The challenge will be to keep things focused. Checking every single chatbot release wouldn’t make sense, but scrutinizing the most advanced frontier models, particularly those with military or cyber, bio or chem implications is another matter.

This isn’t about a government official approving your auto-complete, but instead more about an engineer reviewing the rocket before it launches. It’s probably not as dramatic, but it’s similar.

There is also a trust problem here. Tech giants have told regulators they can self-regulate, while the latter has told tech companies they have failed to keep up with rapidly evolving technology.

The result is this uneasy middle ground in which companies offer early access to AI models, federal researchers carry out independent tests and everyone hopes the procedure filters out the worst results but doesn’t end up bogged down in red tape.

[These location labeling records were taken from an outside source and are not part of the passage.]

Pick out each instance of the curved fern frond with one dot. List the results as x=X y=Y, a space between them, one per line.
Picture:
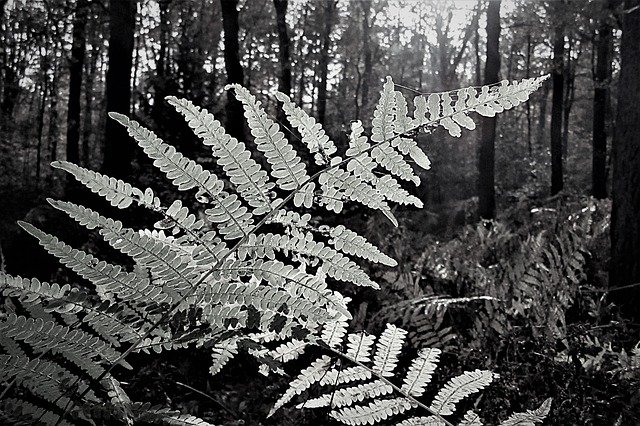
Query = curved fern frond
x=458 y=388
x=420 y=371
x=251 y=181
x=286 y=166
x=313 y=135
x=529 y=417
x=388 y=349
x=230 y=216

It’s hard not to feel like this moment was inevitable. Once AI models reached a point where they were powerful enough to influence sectors like cybersecurity, national security and infrastructure, it was never going to make sense for these companies to simply test their models on their own for the rest of eternity.

The average person may not know the intricacies of a benchmark or a red-team report, but they are certainly aware that the mere ability of these systems to cause tangible harm makes them worth scrutinizing before they go to market.

And while Big Tech still wants to race ahead and Washington still wants to avoid being caught off guard, the two sides have seemingly aligned, at least for now, on a feasible course of action: Open up AI models before the engine roars.